O meu é floresta! É vastidão! É altura, copas de árvores quase tocando o céu. É água por todo o lado. Rios de encantaria. É umidade total. Daquelas de amortecer. Igual jambu na língua da gente.

Ah, claro! É comida com gosto de meu lugar. Origem. Cultura. Sabedoria. Tudo isso vem no prato. Que, bem verdade, é cuia. Pra aproveitar a melhor parte: o caldo. Quente! No calor de sentir. Seja na pele ou na alma. Que faz suar e brilhar. Feito pupunha.

É canto de muitas palmeiras. Açaí. Tucumã. Inajá. Bacaba. Patauá. Só pra começar. Muru-muru, com seus espinhos de proteção e vigília. Buriti [ou miriti aqui]. Esse sim me faz lembrar a ti.

Sertão! Outro Norte, onde me sinto em casa. Cuidada. Representada. Acolhida e amada. Um pilar de poesia e de bons ventos. Um chão firme de cantoria, parceria e partilha. Um recanto de bem receber. Não a qualquer um. Nem de qualquer jeito. Com o conhecimento de Irene, de quem é gente vivida. Nesta e em outras existências [muito mais antigas].

No vão. Na firmeza dos paredões. Na delicadeza das veredas. No olhar do mirante.

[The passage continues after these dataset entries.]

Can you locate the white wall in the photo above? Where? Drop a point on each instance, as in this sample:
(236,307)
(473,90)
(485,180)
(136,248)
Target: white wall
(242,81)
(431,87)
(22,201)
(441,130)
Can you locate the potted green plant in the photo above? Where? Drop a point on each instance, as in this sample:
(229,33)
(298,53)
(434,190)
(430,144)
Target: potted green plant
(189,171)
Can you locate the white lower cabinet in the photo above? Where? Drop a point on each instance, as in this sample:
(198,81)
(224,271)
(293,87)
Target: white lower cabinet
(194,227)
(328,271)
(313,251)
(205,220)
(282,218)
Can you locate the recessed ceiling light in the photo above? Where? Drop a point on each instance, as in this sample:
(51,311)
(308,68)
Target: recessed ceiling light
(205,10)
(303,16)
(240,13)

No conforto de dentro do lar.  Que para adentrar, é preciso antes se aproximar. Do que é essencial no tal do nosso caminhar. Com um jeito manso e encabulado de chegar. Na calada da noite, quando é inevitável perguntar. [“quem está aí?”]

Quem são aqueles que nos visitam, que nos batem à porta e pedem licença de entrar? É importante refletir e observar. Como temos sorte ao encontrar um segundo lugar. Para pertencer. Para Nortear.

Texto e fotos: Ana Gabriela Fontoura.